Ha sbraitato per Solinas, e gli hanno detto ciao ciao; ha sbraitato per l’emendamento sul Ponte sullo Stretto, e gli hanno detto ciao ciao; ha sbraitato pro-trattori, e il governo va avanti da solo; ha sbraitato sui 30kmh (questo prima dei trattori) e da Bologna gli è arrivata una risposta che è un uppercut; sbraita e pontifica su tutto e nessuno gli dà retta, a parte il suo vicesegretario-clone (quello del battutone “Sono etero, spero non dispiaccia”, dicono si chiami Crippa, ma non ci si ricorda, appare e scompare, una luce a intermittenza, diciamo); sbraita su Zaia e questo gli ricorda che è curioso e “fa anche un pò sorridere, pensare che l’unico dibattito di questo Paese sia il sottoscritto”; poi il cognato d’Italia Lollobrigida picchia più duro: “Si vota con il proporzionale, è normale che ognuno voglia distinguersi; l’elettore del centrodestra vuole l’unità e punisce chi lavora per dividere. È già successo” e butta lì il tristo destino di Gianfranco Fini; non gli è riuscito nemmeno il blitz sull’irpef con Meloni prontissima a dire: “Il provvedimento sull’Irpef – scrive l’Huffington Post – è stato proposto dal governo su mio preciso indirizzo”.

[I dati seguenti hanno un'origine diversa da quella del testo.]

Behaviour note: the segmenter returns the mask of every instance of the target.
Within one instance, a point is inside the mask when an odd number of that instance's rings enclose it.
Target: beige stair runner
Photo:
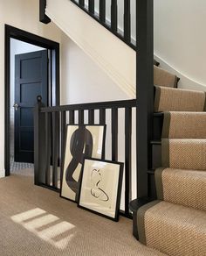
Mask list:
[[[155,87],[164,111],[157,201],[137,211],[139,240],[169,256],[206,256],[205,92]]]

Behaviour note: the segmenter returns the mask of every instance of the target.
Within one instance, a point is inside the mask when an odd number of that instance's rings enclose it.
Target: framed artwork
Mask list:
[[[85,159],[78,206],[118,221],[123,163]]]
[[[104,157],[106,125],[67,125],[60,196],[77,202],[84,159]]]

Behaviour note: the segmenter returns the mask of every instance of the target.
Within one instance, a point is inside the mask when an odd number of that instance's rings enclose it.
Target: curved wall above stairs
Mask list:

Lui grida e grida, scende nei sondaggi, sale le scale, si occupa di tutto – anche e soprattutto di ciò che non conosce – in un iperpresenzialismo Zelig-caricaturale che nemmeno gli lascia il tempo di accorgersi di essere afono e invisibile. Perché chi porta voti alla Lega, Luca Zaia, in realtà non lo contesta nessuno a destra. E’ Salvini che lo vuole in Veneto a tutti i costi per non averlo tra i piedi.